Writer/director Rawson Marshall Thurber has constructed a perfectly acceptable popcorn film.
When I first saw the trailer for Skyscraper, the 2018 action film starring Dwayne Johnson, I thought it looked like a completely implausible re-imagining of 1988’s Die Hard. With its one-man-army vs. a gaggle of baddies in a skyscraper plot line, what else could I think? Well, it turns out I wasn’t completely correct. It’s implausible, alright, but it’s not quite a Die Hard knock-off.
Johnson plays Will Sawyer, a former SWAT officer turned safety inspector. A friend gets him a gig doing an insurance inspection of The Pearl, the world’s tallest skyscraper. Built in Hong Kong, this 200+ story monstrosity dwarves any other building ever constructed. It features an array of technological bells and whistles, including its own power source and a fully-automated fire control system. (Both of which may come into play later in the film.)
Traveling along with Sawyer are his wife, Sarah (Neve Campbell), and their two kids. They’ve come along to sight-see while Sawyer does the final once over of The Pearl. What no one expects is that crime boss Kores Botha (Roland Moller) has infiltrated the building with a plan to stop the inspection in a not-so-friendly way.
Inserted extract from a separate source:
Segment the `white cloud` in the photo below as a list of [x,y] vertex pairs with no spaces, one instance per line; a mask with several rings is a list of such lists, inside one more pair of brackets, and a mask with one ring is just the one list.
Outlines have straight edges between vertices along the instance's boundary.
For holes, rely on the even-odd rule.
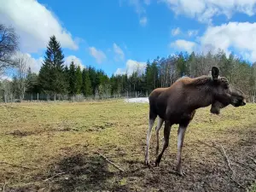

What Botha doesn’t expect is that Sawyer’s family is inside the building when his plan commences. And no one messes with Will Sawyer’s family. No one.
Writer/director Rawson Marshall Thurber (Dodgeball: A True Underdog Story) has constructed a perfectly acceptable popcorn film. Skyscraper is the epitome of what passes for a mainstream action film these days: it’s full of computer-generated danger and plenty of in-the-nick-of-time events. The good guys are likable and the bad guys are appropriately slimy. It’s a mindless action film with no aspirations of being anything else. And, if you’re in the mood for that sort of thing, Skyscraper will fit the bill.